Just use the phrases every day, in whatever way you can.
This week’s phrasal verbs are sweep along/swept along/swept up, pull ahead, bring up
sweep along/swept along/swept up means that someone is being caught up in something, or moved by something. This can happen emotionally, or physically. When someone is swept away emotionally, it means that someone is greatly affected emotionally by something. For example if someone is at a wedding, and someone gives a moving toast, a person may become so swept up that they cry.
- I didn’t realize how swept up I was by the bride’s father’s toast about how he felt like he was gaining the son that he never had, until I realized I was crying.
That emotion could include anger, sadness, joy, or inspiration.
- Once again, being swept up in anger he lashed out and said things he didn’t mean.
Swept along or swept up, can also refer to something being physically moved. Usually when this happens something is being moved in water. For example a boat can be swept along by a strong current.
- The little girl watched with tears in her eyes as her doll was swept up and carries out to the ocean.
This phrasal verb can also refer to someone getting caught up or very involved in a story or situation. This story may or may not be a lie or a trick. For example, someone may get over involved in a friend’s problem. In this case someone would be emotionally involved in their friend’s situation. This would usually lead to strong emotional feelings. The emotional situation can be something positive or negative.
As earlier stated someone may get swept along by a lie or trick. For example a con artist may tell a very compelling sob story about needing help. A person may get so swept up in the story that isn’t true that it causes them to do something for the con artist, or give something to the con artists, that they wouldn’t usually do or give.
- I can’t believe I got so swept along by that liars story.
Pull ahead means to take the lead. For example, let’s say two teams are playing a football match and the score is tied at 1. If one team scores a goal, then that team has pulled ahead. They have taken the lead in the game.
- It was so exciting to watch our team be able to pull ahead at the end of the game.
Pull ahead can also mean to get in front of someone or something. This is often used when talking about cars.
- Why don’t you pull ahead of me, and I’ll follow you.

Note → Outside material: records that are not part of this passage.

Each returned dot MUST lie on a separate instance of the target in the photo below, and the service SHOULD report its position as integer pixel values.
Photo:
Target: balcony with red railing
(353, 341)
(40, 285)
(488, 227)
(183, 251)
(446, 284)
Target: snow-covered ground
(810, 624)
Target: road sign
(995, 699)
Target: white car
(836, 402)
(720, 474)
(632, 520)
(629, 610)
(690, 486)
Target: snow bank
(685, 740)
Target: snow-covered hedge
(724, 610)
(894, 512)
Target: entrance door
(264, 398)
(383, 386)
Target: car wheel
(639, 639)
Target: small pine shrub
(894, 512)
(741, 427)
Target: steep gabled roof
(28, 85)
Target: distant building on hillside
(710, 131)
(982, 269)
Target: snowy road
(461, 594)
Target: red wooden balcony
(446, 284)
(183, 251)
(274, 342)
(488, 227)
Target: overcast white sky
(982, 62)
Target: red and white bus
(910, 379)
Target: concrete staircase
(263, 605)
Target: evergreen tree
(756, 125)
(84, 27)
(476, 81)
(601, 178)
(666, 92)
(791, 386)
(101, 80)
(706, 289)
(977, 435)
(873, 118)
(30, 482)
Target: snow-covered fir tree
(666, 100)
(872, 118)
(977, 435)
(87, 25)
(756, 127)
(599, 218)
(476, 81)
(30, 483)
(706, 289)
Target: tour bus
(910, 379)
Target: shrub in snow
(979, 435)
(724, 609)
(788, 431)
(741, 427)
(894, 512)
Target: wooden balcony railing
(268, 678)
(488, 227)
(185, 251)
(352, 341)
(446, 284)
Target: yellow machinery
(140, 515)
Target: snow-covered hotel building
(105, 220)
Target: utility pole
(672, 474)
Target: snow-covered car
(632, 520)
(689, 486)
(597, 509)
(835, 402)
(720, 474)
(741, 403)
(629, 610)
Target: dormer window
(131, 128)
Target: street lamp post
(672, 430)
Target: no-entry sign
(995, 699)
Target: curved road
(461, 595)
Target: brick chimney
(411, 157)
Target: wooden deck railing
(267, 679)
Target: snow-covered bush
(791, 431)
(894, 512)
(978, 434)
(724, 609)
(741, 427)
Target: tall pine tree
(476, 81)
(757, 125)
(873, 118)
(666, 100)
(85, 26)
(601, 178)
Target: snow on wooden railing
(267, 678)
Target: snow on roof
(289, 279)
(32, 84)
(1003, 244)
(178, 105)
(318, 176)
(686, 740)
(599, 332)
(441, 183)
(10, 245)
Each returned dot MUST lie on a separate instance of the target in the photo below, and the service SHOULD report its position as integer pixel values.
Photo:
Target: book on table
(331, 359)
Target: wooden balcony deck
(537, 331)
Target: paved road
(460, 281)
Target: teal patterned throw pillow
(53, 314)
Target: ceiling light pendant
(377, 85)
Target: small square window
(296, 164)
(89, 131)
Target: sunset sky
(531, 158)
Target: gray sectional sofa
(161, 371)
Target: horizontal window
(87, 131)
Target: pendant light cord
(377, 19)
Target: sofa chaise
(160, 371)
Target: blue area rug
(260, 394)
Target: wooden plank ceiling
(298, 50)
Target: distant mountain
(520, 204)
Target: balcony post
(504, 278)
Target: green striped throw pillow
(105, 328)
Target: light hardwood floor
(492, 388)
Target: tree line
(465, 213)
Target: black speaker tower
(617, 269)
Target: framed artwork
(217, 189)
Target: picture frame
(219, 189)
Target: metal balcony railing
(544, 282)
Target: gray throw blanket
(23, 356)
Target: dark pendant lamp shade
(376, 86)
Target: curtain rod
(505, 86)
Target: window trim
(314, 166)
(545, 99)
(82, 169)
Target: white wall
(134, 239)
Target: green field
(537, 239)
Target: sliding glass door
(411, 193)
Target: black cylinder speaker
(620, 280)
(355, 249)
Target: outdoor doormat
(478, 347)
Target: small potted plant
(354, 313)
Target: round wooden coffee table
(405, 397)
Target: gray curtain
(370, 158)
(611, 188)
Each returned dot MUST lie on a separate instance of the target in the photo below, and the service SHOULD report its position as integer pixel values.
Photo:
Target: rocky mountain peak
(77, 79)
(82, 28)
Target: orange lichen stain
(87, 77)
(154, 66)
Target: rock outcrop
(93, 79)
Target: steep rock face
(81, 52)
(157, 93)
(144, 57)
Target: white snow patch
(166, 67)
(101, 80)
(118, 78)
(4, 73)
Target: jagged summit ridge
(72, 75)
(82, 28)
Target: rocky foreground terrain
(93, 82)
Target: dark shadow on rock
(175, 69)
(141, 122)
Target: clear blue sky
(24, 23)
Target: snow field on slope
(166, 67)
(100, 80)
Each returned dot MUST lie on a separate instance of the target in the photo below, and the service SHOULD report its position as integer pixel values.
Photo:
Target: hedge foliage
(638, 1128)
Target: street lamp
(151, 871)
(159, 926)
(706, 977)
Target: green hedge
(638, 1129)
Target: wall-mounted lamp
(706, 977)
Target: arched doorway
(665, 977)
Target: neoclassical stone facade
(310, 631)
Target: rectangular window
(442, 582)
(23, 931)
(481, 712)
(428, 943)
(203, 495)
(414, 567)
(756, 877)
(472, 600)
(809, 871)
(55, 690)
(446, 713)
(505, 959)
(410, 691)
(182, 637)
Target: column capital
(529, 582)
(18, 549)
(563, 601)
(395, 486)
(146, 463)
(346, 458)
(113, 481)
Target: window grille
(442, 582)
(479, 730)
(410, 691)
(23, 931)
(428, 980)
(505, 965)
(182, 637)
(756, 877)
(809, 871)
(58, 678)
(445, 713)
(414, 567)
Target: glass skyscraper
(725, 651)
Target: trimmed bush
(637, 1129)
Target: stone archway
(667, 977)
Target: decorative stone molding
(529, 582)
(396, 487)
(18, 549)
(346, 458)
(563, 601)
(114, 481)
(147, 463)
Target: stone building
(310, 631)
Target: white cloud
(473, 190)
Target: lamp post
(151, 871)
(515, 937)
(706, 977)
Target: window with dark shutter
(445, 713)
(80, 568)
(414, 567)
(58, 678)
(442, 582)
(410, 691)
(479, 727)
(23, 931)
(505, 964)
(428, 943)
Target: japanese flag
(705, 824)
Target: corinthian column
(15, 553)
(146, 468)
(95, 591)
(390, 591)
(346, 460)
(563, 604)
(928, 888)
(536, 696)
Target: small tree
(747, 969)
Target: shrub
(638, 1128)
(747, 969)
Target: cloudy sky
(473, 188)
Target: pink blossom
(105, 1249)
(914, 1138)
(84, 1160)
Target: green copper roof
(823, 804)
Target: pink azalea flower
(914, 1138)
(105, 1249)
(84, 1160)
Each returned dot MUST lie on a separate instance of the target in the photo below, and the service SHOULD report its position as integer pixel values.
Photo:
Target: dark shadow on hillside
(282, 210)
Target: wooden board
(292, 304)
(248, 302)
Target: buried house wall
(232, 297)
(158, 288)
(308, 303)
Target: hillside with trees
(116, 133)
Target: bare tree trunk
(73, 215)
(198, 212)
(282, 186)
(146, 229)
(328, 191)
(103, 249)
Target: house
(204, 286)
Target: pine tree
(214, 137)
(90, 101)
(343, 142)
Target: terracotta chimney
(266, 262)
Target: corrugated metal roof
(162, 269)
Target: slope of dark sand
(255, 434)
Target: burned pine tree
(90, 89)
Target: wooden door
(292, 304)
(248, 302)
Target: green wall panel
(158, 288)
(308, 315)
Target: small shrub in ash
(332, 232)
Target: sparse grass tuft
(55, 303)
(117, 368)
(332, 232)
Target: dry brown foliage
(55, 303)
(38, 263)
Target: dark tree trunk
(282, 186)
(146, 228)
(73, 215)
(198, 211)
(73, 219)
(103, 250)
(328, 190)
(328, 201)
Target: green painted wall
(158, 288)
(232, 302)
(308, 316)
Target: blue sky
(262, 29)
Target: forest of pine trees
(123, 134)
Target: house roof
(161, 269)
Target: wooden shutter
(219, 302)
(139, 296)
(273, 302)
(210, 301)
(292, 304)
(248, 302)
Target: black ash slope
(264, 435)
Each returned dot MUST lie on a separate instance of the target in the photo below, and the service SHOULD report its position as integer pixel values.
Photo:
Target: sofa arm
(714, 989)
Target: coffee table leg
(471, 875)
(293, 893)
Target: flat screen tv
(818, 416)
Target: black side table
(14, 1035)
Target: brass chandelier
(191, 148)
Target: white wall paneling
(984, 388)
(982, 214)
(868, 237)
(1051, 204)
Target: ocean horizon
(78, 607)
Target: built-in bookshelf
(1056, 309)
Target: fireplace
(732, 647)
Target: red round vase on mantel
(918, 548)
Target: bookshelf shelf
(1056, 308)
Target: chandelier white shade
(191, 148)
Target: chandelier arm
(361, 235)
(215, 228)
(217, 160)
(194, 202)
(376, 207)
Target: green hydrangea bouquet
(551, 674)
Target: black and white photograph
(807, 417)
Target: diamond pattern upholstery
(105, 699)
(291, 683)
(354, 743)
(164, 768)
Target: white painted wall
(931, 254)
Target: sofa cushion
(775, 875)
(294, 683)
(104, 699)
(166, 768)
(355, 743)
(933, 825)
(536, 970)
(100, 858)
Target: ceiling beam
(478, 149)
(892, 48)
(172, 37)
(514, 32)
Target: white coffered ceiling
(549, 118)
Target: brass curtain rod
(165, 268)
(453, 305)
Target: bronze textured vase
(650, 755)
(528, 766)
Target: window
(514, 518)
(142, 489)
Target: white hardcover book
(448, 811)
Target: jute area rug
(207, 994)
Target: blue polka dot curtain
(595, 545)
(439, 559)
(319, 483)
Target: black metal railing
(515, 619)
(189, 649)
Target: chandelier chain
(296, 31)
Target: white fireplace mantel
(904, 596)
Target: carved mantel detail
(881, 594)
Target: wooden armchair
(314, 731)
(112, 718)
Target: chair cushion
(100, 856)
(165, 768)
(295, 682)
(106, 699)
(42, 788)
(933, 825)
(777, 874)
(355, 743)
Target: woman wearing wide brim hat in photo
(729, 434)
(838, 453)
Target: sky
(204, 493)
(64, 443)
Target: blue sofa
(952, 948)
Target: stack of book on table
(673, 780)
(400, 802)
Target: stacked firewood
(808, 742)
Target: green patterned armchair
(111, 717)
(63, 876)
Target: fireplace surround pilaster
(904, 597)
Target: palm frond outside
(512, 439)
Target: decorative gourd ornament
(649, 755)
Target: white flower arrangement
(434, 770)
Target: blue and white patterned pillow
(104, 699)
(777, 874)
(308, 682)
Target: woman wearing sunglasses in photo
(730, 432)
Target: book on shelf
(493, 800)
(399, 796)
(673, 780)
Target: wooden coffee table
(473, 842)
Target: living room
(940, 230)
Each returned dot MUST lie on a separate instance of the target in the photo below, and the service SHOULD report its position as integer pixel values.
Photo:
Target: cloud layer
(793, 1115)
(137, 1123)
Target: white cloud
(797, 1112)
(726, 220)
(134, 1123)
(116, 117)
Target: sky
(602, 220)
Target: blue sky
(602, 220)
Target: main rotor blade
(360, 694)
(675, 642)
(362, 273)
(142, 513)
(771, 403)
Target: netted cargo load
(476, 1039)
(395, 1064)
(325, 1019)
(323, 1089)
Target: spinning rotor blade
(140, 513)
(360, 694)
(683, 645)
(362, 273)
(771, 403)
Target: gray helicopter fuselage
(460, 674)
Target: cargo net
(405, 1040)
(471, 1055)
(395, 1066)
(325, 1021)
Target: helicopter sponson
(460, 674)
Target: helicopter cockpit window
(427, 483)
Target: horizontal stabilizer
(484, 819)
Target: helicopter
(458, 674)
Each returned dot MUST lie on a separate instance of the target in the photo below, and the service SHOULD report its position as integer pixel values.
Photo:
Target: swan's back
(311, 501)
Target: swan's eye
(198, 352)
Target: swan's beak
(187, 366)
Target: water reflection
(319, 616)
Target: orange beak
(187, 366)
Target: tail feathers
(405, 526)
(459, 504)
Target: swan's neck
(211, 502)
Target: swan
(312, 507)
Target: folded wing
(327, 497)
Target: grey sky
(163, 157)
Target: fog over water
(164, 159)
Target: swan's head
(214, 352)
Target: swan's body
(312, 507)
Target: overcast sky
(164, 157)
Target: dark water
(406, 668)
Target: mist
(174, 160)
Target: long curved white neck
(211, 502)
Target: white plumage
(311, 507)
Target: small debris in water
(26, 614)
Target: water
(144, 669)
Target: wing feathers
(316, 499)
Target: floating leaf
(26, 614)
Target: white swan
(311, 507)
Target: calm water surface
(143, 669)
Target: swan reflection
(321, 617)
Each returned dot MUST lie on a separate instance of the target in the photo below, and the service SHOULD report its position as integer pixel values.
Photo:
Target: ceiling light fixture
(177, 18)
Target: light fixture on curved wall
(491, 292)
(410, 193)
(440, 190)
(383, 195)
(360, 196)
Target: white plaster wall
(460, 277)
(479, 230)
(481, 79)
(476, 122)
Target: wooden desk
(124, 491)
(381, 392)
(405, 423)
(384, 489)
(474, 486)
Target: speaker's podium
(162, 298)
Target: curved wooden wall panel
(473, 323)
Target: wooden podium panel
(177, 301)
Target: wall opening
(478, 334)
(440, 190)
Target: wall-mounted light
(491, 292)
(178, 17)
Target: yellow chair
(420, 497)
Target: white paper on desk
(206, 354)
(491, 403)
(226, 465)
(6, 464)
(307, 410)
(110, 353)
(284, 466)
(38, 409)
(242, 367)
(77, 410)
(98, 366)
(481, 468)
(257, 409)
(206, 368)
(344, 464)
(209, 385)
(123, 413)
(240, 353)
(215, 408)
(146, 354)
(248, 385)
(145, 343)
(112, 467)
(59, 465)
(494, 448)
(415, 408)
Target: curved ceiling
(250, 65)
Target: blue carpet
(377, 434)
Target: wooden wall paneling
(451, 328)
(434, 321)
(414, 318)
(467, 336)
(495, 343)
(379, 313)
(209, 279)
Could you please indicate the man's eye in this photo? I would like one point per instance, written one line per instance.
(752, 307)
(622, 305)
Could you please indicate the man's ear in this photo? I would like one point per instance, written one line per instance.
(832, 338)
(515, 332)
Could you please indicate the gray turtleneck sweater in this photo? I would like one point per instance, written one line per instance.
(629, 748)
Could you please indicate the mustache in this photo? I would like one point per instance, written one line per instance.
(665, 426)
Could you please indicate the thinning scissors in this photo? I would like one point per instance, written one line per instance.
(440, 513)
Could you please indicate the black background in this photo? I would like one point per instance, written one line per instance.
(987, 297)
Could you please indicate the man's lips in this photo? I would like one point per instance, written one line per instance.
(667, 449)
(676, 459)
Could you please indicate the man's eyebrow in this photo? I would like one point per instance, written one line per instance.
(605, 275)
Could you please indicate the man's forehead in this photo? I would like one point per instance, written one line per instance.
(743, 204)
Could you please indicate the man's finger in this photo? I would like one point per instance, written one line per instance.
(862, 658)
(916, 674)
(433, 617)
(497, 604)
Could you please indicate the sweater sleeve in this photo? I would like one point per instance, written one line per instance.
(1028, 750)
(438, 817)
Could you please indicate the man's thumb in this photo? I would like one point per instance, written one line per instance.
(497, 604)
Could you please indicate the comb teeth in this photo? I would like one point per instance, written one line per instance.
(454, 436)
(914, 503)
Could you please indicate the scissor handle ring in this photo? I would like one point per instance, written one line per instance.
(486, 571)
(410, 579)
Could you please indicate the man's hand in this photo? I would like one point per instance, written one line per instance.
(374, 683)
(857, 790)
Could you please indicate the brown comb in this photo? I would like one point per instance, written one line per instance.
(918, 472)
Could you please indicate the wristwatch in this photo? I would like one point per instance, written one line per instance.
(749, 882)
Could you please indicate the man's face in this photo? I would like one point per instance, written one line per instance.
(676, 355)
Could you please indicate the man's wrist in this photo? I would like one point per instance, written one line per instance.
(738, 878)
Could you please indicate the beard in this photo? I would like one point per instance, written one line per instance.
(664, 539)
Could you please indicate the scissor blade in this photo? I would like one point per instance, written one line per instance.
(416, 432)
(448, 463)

Bring up means to mention or say something. This is usually something that someone had planned to say. It could be something positive or negative.
- I don’t want to upset you, but I feel like I have to bring up what happened last week.
It can also refer to reminding someone of something. The memory can be positive or negative.
- Seeing my old elementary school brought up feelings of playing with my friends on the playground.
Bring up can also mean to take care of or to raise a child.
- He was brought up by his grandmother.
It can also refer to how or where someone was raised.
- I was brought up in the suburbs.
- They were brought up on junk food.